La dépression du post-partum (DPP) est un trouble de l'humeur qui touche les jeunes mères, mais aussi les jeunes pères, après la naissance d’un bébé. Elle est directement occasionnée par celle-ci. Ce trouble psychologique concerne une part non négligeable de la population et nécessite une attention particulière. En France, elle concernerait une mère sur 6 deux mois après la naissance et s’accompagnerait, pour une mère sur 20, d’idées suicidaires. Des symptômes anxieux seraient également présents chez au moins une mère sur 4.

Prévalence et Période d'Apparition

La DPP toucherait entre 10 et 20 % des mères dans l’année suivant l’accouchement. Ce trouble psychologique touche de nombreux jeunes parents après l’accouchement, bien que celui-ci puisse se manifester bien plus tard, durant l’année qui suit la naissance du bébé. Le pic est généralement situé 3 mois après l’accouchement. On l’appelle également dépression postnatale puisqu’elle est directement occasionnée par l’arrivée de l’enfant. La DPP survient généralement 2 à 3 mois après l’accouchement, donc beaucoup plus tardivement que le baby blues qui survient entre le 2e et le 5e jour après l’accouchement et dure tout au plus quelques jours.
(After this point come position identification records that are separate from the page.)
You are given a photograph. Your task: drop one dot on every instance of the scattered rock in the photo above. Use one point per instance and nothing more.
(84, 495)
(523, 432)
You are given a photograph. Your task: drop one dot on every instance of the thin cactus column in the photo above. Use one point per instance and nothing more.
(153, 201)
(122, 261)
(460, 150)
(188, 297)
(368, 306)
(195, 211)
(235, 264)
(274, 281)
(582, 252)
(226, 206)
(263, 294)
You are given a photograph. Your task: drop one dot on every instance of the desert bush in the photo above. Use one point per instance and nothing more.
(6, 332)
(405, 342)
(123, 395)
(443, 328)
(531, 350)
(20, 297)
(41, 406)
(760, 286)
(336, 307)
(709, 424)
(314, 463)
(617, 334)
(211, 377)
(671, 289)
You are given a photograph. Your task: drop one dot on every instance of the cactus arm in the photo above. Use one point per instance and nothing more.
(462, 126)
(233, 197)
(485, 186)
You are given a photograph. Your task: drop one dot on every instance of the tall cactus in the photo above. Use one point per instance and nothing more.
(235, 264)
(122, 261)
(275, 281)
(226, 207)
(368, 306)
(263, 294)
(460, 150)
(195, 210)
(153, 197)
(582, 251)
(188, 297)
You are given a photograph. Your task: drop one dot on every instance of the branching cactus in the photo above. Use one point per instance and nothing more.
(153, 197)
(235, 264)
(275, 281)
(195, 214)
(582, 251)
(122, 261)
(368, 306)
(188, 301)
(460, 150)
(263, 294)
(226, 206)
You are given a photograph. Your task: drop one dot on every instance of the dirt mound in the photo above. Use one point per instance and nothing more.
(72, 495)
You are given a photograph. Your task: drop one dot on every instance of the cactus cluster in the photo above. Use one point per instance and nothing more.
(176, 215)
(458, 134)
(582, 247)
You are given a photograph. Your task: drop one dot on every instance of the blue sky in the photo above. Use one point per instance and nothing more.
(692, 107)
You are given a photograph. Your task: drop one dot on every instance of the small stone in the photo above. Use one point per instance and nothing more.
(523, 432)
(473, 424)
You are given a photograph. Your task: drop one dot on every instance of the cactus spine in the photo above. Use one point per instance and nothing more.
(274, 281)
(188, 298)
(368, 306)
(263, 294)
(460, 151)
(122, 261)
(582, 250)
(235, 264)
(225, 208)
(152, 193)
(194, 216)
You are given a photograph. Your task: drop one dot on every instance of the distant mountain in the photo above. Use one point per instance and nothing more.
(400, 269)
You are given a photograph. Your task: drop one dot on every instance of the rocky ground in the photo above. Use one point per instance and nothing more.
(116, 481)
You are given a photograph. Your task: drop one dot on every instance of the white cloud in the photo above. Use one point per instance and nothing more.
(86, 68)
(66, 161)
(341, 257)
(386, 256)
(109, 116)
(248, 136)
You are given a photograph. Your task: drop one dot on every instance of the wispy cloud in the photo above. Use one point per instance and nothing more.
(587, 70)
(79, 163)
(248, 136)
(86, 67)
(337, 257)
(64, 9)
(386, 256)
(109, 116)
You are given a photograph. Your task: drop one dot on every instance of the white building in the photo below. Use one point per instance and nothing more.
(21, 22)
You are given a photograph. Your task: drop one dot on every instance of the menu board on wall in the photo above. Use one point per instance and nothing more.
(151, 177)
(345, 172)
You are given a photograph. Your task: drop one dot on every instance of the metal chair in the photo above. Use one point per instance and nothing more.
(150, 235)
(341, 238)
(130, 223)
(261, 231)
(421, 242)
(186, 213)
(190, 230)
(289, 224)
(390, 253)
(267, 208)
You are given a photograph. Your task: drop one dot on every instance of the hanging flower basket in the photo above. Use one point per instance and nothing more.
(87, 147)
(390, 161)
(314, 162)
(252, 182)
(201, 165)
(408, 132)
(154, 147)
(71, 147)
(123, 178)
Symptômes de la Dépression Post-Partum

Lors de DPP, aux symptômes habituels de la dépression s’ajoutent des symptômes en lien avec la maternité. Comme tous les types de dépressions, les symptômes - ainsi que leur intensité - sont variables en fonction des individus. Si elle peut être très courte chez certains, elle peut durer plusieurs mois chez d’autres personnes, surtout si celle-ci n’a pas été diagnostiquée et traitée. Il est donc essentiel de connaître les symptômes, mais aussi les causes de ce trouble psychologique afin de mieux le diagnostiquer et le traiter.
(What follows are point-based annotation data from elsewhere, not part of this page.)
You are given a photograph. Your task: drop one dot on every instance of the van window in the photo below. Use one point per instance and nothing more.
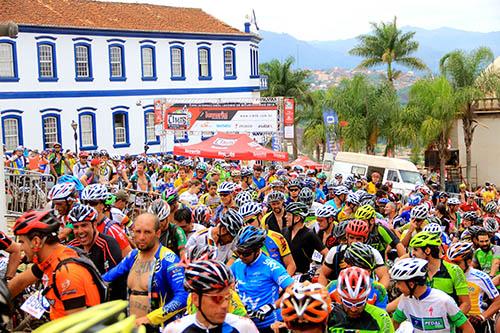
(358, 170)
(392, 175)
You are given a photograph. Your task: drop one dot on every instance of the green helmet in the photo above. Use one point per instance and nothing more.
(424, 239)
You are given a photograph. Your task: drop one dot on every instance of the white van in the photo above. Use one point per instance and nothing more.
(402, 173)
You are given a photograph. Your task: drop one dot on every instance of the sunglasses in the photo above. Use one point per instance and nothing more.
(353, 305)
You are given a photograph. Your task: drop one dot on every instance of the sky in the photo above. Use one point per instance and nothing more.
(334, 19)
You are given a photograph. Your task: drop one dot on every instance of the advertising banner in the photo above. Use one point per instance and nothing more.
(221, 118)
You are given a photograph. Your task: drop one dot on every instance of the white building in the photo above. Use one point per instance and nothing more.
(101, 64)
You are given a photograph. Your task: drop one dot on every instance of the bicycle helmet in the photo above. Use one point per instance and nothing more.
(365, 212)
(360, 255)
(82, 213)
(250, 209)
(460, 251)
(357, 228)
(95, 192)
(490, 224)
(37, 221)
(326, 211)
(305, 303)
(419, 212)
(170, 196)
(276, 196)
(232, 221)
(207, 275)
(297, 208)
(242, 198)
(226, 187)
(490, 207)
(160, 209)
(409, 269)
(354, 283)
(424, 239)
(250, 238)
(62, 191)
(306, 196)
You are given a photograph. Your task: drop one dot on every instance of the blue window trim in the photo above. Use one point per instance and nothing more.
(58, 125)
(154, 77)
(54, 78)
(94, 129)
(19, 127)
(209, 76)
(127, 134)
(89, 56)
(14, 78)
(233, 50)
(122, 50)
(150, 143)
(183, 75)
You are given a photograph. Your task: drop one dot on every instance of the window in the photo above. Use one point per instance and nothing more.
(204, 70)
(87, 131)
(149, 128)
(120, 129)
(12, 131)
(51, 129)
(177, 63)
(8, 61)
(148, 59)
(83, 62)
(47, 70)
(229, 64)
(116, 63)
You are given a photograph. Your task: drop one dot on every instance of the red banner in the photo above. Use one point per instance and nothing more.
(289, 111)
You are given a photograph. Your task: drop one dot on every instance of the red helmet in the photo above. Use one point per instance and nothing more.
(35, 220)
(357, 228)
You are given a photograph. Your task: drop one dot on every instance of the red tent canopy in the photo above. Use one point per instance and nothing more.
(234, 146)
(306, 162)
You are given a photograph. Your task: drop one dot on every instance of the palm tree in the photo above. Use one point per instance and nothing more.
(387, 45)
(433, 103)
(283, 81)
(466, 73)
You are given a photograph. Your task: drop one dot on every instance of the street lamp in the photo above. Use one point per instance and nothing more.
(74, 126)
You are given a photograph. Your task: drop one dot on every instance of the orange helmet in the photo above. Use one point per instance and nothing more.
(305, 305)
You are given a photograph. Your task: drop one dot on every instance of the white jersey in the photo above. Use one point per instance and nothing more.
(232, 323)
(435, 311)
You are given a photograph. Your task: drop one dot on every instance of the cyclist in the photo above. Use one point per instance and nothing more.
(441, 274)
(258, 278)
(479, 283)
(154, 280)
(69, 287)
(427, 308)
(210, 284)
(354, 314)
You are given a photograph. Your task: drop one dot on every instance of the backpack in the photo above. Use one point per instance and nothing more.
(84, 261)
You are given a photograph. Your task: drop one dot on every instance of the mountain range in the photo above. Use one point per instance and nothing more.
(328, 54)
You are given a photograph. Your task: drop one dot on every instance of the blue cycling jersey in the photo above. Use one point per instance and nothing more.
(258, 284)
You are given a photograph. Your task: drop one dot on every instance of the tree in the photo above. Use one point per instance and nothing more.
(466, 73)
(434, 103)
(283, 81)
(387, 45)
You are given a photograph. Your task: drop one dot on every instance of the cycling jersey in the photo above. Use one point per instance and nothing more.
(236, 307)
(479, 284)
(371, 320)
(378, 294)
(168, 296)
(258, 284)
(434, 311)
(232, 324)
(451, 279)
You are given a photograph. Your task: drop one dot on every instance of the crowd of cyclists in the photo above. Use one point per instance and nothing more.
(226, 247)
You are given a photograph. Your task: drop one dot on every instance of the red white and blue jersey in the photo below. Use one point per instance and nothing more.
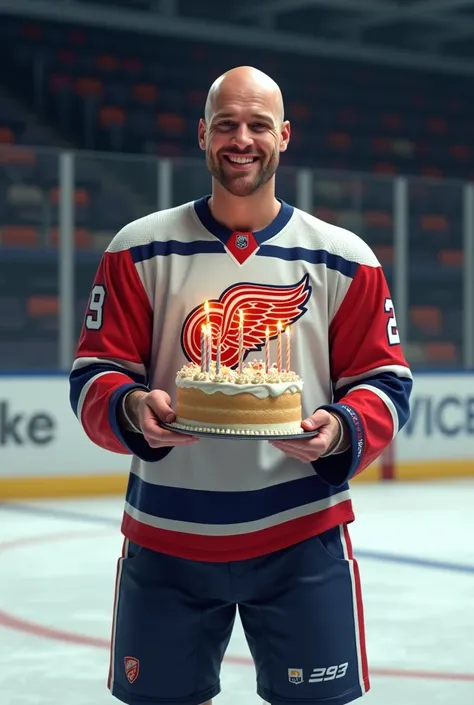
(223, 500)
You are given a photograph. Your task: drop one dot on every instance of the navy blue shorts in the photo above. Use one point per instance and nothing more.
(300, 607)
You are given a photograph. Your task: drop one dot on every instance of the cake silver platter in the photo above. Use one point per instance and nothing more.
(240, 436)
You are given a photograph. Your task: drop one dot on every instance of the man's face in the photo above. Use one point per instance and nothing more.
(243, 138)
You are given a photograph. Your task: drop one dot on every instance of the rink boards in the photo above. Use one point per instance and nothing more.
(45, 453)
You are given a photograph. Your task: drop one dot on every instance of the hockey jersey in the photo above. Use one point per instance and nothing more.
(224, 500)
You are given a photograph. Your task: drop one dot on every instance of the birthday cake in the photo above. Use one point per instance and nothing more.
(253, 400)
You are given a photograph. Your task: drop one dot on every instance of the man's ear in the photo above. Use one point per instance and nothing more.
(202, 129)
(285, 136)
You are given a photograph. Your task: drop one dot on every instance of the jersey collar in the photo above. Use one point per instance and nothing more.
(204, 214)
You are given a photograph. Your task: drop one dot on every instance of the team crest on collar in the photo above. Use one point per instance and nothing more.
(263, 306)
(132, 668)
(241, 241)
(295, 675)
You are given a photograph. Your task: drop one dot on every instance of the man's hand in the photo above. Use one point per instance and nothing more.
(146, 410)
(310, 449)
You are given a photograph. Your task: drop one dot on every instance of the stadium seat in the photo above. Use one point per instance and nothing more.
(428, 319)
(41, 306)
(6, 135)
(19, 236)
(145, 93)
(451, 258)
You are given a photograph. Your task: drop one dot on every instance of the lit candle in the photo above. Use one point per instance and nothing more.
(267, 350)
(218, 353)
(203, 347)
(208, 348)
(241, 341)
(279, 346)
(288, 348)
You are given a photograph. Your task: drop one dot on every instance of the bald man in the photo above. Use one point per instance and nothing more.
(215, 525)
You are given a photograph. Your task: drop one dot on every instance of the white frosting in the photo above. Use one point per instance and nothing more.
(261, 390)
(253, 380)
(281, 429)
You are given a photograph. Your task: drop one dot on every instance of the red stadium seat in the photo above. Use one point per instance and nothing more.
(17, 155)
(19, 236)
(441, 352)
(339, 140)
(42, 306)
(451, 258)
(110, 115)
(89, 87)
(428, 319)
(6, 136)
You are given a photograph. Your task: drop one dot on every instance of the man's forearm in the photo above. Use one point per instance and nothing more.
(128, 415)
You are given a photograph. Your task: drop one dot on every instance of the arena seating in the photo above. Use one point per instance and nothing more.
(116, 92)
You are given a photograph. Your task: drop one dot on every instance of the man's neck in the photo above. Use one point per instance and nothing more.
(244, 214)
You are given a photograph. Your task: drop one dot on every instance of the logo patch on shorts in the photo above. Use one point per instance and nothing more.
(132, 668)
(295, 675)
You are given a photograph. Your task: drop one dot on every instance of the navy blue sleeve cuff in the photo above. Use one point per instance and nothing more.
(135, 442)
(336, 470)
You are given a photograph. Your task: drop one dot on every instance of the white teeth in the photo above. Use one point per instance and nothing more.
(241, 160)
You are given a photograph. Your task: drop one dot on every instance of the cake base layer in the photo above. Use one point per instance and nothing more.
(244, 412)
(276, 430)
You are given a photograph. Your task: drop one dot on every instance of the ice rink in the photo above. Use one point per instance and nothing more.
(414, 543)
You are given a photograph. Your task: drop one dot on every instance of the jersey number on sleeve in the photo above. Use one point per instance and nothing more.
(94, 318)
(392, 330)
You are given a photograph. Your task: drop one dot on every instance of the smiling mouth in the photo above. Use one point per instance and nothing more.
(240, 161)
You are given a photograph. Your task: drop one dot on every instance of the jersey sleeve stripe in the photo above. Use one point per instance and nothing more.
(134, 442)
(387, 401)
(398, 370)
(140, 253)
(82, 379)
(127, 366)
(205, 507)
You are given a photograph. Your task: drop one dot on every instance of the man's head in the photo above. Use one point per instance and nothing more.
(243, 130)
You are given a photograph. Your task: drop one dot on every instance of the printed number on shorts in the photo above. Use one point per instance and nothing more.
(328, 674)
(94, 318)
(392, 330)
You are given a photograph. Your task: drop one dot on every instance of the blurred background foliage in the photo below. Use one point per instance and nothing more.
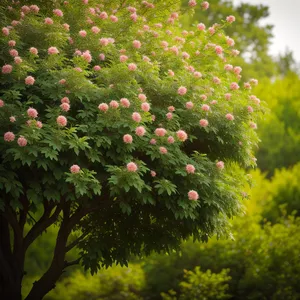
(262, 260)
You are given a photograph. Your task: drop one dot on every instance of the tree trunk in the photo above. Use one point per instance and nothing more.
(10, 272)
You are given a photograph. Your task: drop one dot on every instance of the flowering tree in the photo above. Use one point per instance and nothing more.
(119, 127)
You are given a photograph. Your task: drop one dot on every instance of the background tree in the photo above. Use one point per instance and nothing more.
(112, 126)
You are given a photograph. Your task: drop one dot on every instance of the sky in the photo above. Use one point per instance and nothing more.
(285, 16)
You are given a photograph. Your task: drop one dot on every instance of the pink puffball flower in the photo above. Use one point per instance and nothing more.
(189, 105)
(82, 33)
(33, 51)
(192, 3)
(201, 26)
(6, 69)
(142, 97)
(153, 141)
(53, 50)
(114, 104)
(61, 121)
(229, 117)
(58, 12)
(181, 135)
(75, 169)
(140, 131)
(125, 102)
(220, 165)
(190, 169)
(48, 21)
(230, 19)
(103, 107)
(127, 138)
(132, 67)
(32, 112)
(219, 50)
(169, 115)
(182, 90)
(203, 123)
(145, 106)
(136, 117)
(131, 167)
(234, 86)
(12, 43)
(163, 150)
(18, 60)
(160, 131)
(29, 80)
(65, 106)
(171, 140)
(205, 107)
(123, 58)
(22, 142)
(193, 195)
(136, 44)
(9, 136)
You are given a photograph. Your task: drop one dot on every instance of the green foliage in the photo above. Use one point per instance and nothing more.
(280, 129)
(112, 284)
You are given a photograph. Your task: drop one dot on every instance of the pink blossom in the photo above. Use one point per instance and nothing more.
(75, 169)
(219, 50)
(65, 106)
(9, 136)
(136, 44)
(61, 121)
(58, 12)
(127, 138)
(220, 165)
(205, 107)
(18, 60)
(193, 195)
(123, 58)
(234, 86)
(163, 150)
(229, 117)
(160, 131)
(12, 43)
(53, 50)
(145, 106)
(132, 67)
(136, 117)
(125, 102)
(29, 80)
(114, 104)
(22, 142)
(5, 31)
(201, 26)
(32, 113)
(132, 167)
(48, 21)
(6, 69)
(140, 131)
(190, 169)
(189, 105)
(230, 19)
(182, 90)
(203, 123)
(181, 135)
(33, 50)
Les symptômes de la dépression post-partum incluent :

  • Fatigue constante paradoxalement accompagnées de problèmes de sommeil : insomnies, hypersomnie, réveils fréquents…
  • Irritabilité : crises de colère, impulsivité.
  • Tristesse intense qui n’a pas de causes particulières.
  • Sentiment de culpabilité intense : incapacité à établir un lien profond avec son enfant, incapacité à s’occuper de son bébé dans certains cas.
  • Sentiment de dévalorisation (d’être un mauvais parent).
  • Pleurs inexpliqués fréquents.
  • Absence d’intérêt pour le nourrisson.
  • Réduction des échanges visuels et vocaux avec lui (dont les sourires).
  • Absence de plaisir lorsque le parent s’occupe de son bébé.
  • Anxiété constante concernant l’enfant.
  • Désintérêt pour les loisirs appréciés auparavant.
  • Troubles alimentaires (insuffisances ou excès).
  • Sentiment qu’il n’y a pas d’issue aux problèmes, que les choses ne pourront pas aller mieux.
  • Isolement progressif.
  • Dans les cas les plus graves, idées suicidaires.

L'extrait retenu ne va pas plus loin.